Toby Perkins, shadow minister for apprenticeships and lifelong learning, and Rebecca Long-Bailey, the shadow education secretary, urge the government to give independent training providers the same amount of funding they would have been receiving had coronavirus not broken out.
They call on Mr Williamson and Ms Keegan "to immediately confirm that the department will follow the guidance contained within Cabinet Office Procurement note 0220 'suppler relief due to Covid-19' or explain why the department does not consider it to apply in this case? The indecision is deeply damaging and will lead to apprenticeship providers laying off staff or suspending courses unnecessarily."

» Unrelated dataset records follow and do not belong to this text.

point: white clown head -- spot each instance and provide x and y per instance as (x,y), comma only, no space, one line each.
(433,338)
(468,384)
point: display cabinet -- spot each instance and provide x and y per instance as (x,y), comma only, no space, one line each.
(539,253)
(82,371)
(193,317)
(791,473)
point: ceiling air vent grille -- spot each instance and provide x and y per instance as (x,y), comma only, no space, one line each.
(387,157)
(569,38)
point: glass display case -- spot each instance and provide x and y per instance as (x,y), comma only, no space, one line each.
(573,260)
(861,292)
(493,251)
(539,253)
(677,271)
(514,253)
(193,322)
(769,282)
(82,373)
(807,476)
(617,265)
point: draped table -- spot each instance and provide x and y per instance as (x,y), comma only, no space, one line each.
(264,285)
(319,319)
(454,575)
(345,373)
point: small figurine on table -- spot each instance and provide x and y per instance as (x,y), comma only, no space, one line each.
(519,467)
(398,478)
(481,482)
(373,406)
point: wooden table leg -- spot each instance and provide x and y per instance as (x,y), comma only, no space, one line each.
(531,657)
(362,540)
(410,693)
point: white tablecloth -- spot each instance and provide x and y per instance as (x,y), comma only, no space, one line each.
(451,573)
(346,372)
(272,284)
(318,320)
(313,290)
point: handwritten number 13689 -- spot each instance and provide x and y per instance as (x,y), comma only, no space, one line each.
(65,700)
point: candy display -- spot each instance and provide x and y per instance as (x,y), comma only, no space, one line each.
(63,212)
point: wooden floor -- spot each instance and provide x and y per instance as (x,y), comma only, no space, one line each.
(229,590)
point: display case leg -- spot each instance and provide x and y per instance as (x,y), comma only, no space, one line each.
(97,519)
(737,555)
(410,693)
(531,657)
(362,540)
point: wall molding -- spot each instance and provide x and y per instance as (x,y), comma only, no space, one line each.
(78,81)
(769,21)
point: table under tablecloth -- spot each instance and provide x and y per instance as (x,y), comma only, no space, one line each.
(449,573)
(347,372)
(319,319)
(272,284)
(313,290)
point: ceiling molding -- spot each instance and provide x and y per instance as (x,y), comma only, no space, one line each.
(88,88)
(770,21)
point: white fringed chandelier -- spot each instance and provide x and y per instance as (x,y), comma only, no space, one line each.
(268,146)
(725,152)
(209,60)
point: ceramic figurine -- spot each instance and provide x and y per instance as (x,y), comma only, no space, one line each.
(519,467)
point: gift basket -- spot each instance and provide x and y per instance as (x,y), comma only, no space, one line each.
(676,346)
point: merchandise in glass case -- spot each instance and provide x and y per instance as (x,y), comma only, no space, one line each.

Need to know: Apprenticeship providers on borrowed time, warns AELP
They write: "We would remind you that following the Cabinet Office guidance does not require your department to spend new money. This is simply about paying the monies already allocated in the 2020-21 Department for Education budget for apprenticeships."
Ms Long-Bailey and Mr Perkins add: "The crisis has been exacerbated by the Department for Education's failure, thus far, to follow the Cabinet Office's Procurement Guidance. We want to stress the appalling impact this could have on hundreds of independent apprenticeship providers and hundreds of thousands of apprentices."
More support for apprenticeships expected
More guidance on a "targeted support package" for providers is due to be published this week. In a letter sent to all MPs last week, Ms Keegan said support would only be available to providers on apprenticeships offered by non-levy paying employers where providers hold “a direct contract” with the Education and Skills Funding Agency (ESFA).
It will not apply in relation to apprenticeships funded from employer digital accounts where the contractual relationship is between the employer and the provider – so apprenticeships offered by levy-paying employers.
However, the Association of Employment and Learning Providers (AELP) has said it is seeking legal advice over the government’s plans.